Tianjin in Seven Parts
I.
Tianjin
is a city of smoke and water. There is a grey cloud of - dust? soot from the factories? no stars
greet you at night, no clouds streak the sky with their pale scatterings of vapor.
It is a city of lakes that lie, because Tianjin is a desert city, and no rain
falls onto the dry dust of the streets and the blanket of haze that smothers even the brightest sunshine.
Everything is grey.
Tianjin is
a city of water and smoke. There are cold lakes, deep pools like mirrors that
reflect even the quiet in your eyes as you stare out over the vast stillness.
There are no ripples on the water, just as there is no water in the air.

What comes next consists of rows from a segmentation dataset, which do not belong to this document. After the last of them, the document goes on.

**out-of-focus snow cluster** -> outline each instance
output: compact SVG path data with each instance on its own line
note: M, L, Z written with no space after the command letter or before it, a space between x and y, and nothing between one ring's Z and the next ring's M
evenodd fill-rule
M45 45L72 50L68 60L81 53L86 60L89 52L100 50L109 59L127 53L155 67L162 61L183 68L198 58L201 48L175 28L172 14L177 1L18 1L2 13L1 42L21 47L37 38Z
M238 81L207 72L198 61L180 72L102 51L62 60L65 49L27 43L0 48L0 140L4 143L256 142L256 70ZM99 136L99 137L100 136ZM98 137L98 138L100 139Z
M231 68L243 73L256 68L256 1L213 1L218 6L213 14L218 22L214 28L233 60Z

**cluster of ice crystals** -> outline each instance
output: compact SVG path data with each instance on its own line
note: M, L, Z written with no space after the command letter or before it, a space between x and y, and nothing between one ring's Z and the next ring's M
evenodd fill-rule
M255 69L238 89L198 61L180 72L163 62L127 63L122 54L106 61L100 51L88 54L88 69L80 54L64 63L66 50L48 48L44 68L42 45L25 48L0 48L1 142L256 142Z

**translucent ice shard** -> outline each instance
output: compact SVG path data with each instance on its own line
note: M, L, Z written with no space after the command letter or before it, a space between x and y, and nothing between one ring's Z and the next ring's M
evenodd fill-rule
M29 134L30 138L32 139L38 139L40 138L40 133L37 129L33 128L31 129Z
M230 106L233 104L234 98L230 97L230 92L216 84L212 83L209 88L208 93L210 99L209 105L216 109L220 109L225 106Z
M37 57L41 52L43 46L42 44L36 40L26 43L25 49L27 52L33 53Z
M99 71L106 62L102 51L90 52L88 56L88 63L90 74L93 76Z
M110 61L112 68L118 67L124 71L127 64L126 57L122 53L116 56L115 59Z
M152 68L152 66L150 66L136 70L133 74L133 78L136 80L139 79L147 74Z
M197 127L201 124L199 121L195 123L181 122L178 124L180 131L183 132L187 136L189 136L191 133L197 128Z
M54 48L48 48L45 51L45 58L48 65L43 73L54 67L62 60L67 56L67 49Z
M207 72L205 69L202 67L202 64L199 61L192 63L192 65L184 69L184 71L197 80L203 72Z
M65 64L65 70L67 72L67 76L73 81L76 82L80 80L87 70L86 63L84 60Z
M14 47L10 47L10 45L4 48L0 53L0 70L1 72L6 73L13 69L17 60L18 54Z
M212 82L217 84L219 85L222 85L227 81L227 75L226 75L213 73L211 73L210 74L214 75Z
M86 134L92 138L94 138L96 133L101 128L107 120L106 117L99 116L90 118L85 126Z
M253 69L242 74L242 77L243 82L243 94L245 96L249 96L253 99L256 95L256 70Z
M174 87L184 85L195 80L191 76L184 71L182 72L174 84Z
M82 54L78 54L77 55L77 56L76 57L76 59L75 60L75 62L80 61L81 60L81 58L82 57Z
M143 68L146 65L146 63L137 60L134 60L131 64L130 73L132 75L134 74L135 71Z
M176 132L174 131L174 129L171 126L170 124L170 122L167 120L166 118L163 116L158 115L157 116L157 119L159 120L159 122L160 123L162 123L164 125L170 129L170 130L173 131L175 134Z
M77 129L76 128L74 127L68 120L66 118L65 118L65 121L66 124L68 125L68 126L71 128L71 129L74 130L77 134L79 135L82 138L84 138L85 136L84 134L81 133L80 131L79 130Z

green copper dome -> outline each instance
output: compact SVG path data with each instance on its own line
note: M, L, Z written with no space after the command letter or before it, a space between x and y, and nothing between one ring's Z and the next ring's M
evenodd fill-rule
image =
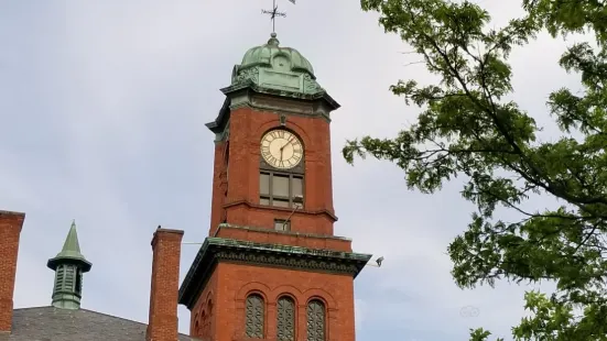
M272 33L268 43L247 51L234 67L231 86L252 81L272 90L315 95L323 92L312 64L295 48L282 47Z

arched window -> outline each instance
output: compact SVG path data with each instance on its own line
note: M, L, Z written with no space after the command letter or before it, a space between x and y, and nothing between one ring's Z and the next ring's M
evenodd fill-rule
M295 302L291 297L283 296L278 301L278 341L295 340Z
M263 318L265 315L265 305L263 298L257 294L247 297L247 319L245 333L247 338L263 338Z
M307 341L325 341L325 305L317 300L307 304Z

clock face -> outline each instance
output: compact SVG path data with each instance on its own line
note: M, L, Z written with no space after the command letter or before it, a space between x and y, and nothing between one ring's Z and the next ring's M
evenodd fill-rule
M261 156L274 168L293 168L302 161L302 142L290 131L272 130L261 139Z

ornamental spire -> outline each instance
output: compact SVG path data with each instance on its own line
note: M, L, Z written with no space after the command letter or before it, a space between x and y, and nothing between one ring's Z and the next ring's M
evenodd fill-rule
M76 221L72 221L62 251L54 258L48 260L46 266L55 272L53 306L63 309L79 309L83 295L83 274L89 272L93 264L80 253Z

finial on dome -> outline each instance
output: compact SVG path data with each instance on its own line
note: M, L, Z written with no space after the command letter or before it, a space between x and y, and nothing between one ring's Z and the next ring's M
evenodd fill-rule
M268 41L268 45L278 46L280 44L279 40L277 38L277 33L272 32L270 34L270 40Z

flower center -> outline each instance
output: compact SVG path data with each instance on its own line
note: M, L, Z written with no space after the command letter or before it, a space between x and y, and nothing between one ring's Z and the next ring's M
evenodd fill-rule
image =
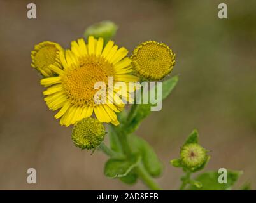
M43 69L55 63L56 55L59 50L53 44L47 44L38 51L34 58L36 67Z
M104 58L94 55L81 58L79 63L64 76L64 88L73 105L94 107L94 96L99 91L94 89L94 84L103 82L108 88L108 77L114 75L113 67Z

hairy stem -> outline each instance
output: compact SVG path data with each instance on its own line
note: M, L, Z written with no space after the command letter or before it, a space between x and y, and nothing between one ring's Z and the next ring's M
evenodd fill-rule
M117 155L117 153L109 148L104 142L102 142L101 144L99 145L99 149L109 157L114 157Z
M180 190L184 190L186 188L187 185L190 182L190 180L191 172L187 171L185 176L182 177L181 180L183 181L180 187Z
M144 184L145 184L150 189L153 190L162 190L148 174L148 171L146 171L141 163L135 168L135 171Z

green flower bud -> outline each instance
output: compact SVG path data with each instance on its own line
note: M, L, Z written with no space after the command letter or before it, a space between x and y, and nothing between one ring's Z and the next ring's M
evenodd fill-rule
M89 117L81 120L74 126L71 138L81 149L91 150L103 142L105 134L103 124L96 119Z
M207 161L206 150L197 143L185 145L180 150L181 164L190 171L195 171Z
M103 37L105 42L111 39L116 34L118 27L111 21L102 21L89 27L85 32L85 38L93 36L95 38Z

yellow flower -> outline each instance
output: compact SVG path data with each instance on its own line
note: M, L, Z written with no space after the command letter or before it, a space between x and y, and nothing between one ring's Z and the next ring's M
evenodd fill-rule
M63 51L62 48L57 43L45 41L34 46L34 50L31 51L31 66L36 69L44 77L54 75L50 68L50 65L54 65L61 69L59 53Z
M155 41L138 46L131 59L134 70L143 80L160 80L171 72L175 64L175 54L169 46Z
M59 76L41 80L41 84L48 88L43 94L46 95L45 100L49 108L60 108L55 117L61 117L61 125L74 124L93 112L101 122L119 124L115 112L122 110L124 102L111 98L106 89L108 101L111 102L96 103L94 96L98 90L94 89L94 84L101 81L108 86L109 77L113 77L114 85L120 81L125 84L136 81L138 78L128 74L132 72L131 60L125 57L128 51L123 47L118 49L113 41L104 48L103 44L103 38L97 40L92 36L89 37L88 44L82 39L72 41L71 50L60 54L64 69L50 66Z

Everything is grey. The lakes are dark and murky. Everything is grey.
II.
I came
expecting snow, expecting cold. I got the second part of it. The November chill
has seeped into my sore bones and my dry cracking skin. The cold greets my face
with a kiss as I step out of the hotel into the grey morning. There is a
blankness to the cold, unlike the gunmetal feeling of a city winter or the
fresh pine of a forest. There is nothingness, the smell of smoke, gray dust in
your nose.
The
tallest landmark in the city is the Tianjin TV Tower, a concrete spire sitting
in the middle of a dark pool where fountains strike up a water show every
night. The Saturday I came in and tasted the first cold of Northern China, I
walked to the TV tower enjoying the numbness of my ears and the deep deep
silence that the wool cap over them brings.
I had
hoped my footsteps would crunch with a new fall of hard snow. There is nothing
like snow ungranted. I still look out my window each morning and feel the
disappointment well up from a place behind my stomach into my chest. It’s
amazing how much space nothingness takes up. It’s too much to fill in with mere
words and noise. Noise from Ryan Stiles and Colin Mochrie drawing laughter from
thin air on the TV. Words that don’t come, that dry up in the hungry air before
I speak them.
That
Saturday I walked hard and long, loving the numbness of the city, the way it
drew me in with the sparse beauty of the winter. I had yet to see the dust, the
lines of people’s faces, the way the air did not move.
Illusions,
when seen, die quickly.
III.
Jayce
stays here in the same way that I stay in Guangzhou; on a foreign posting. His
apartment is a far cry from the one I stay in down south. His is a room full of
windows, that open out to a spectacular view of the TV tower and a private lake
and park. He hasn’t had the chance to get into the park yet, but all the same
it’s there for the taking. His breathtaking view extends to the TV tower and a
small grove of trees on an island in the center of the lake. On a clear day you
can see the sunrise. Lately there haven’t been very many clear days. On Sunday
I visited his apartment and we spent the morning taking pictures of ourselves
in winter clothes doing silly poses for a Flash game we would call
“Snoooowww!!”. In the game Jayce throws cartoon-heavy stuff from the top of the
TV tower down onto me and I try to dodge while catching snowflakes. In the
afternoon we take a bus to the city center and spend the day taking pictures of
passersby with his digital camera. People here have never seen a digital
camera; when they see you, they come up to you with an inquisitive smile and
ask you what you’re doing. Since we can’t speak Mandarin, we gesture our way to
a polite exit. In the evening Jayce and sit outside and it must be 5 degrees or
less, and we watch a kid play with an RC motorbike and talk about a movie we
would like to make about our working lives. We have plans, me and Jayce. We
have futures spun out of words; the difference between him and every other
friend I have in the world is, we sometimes make those futures come true.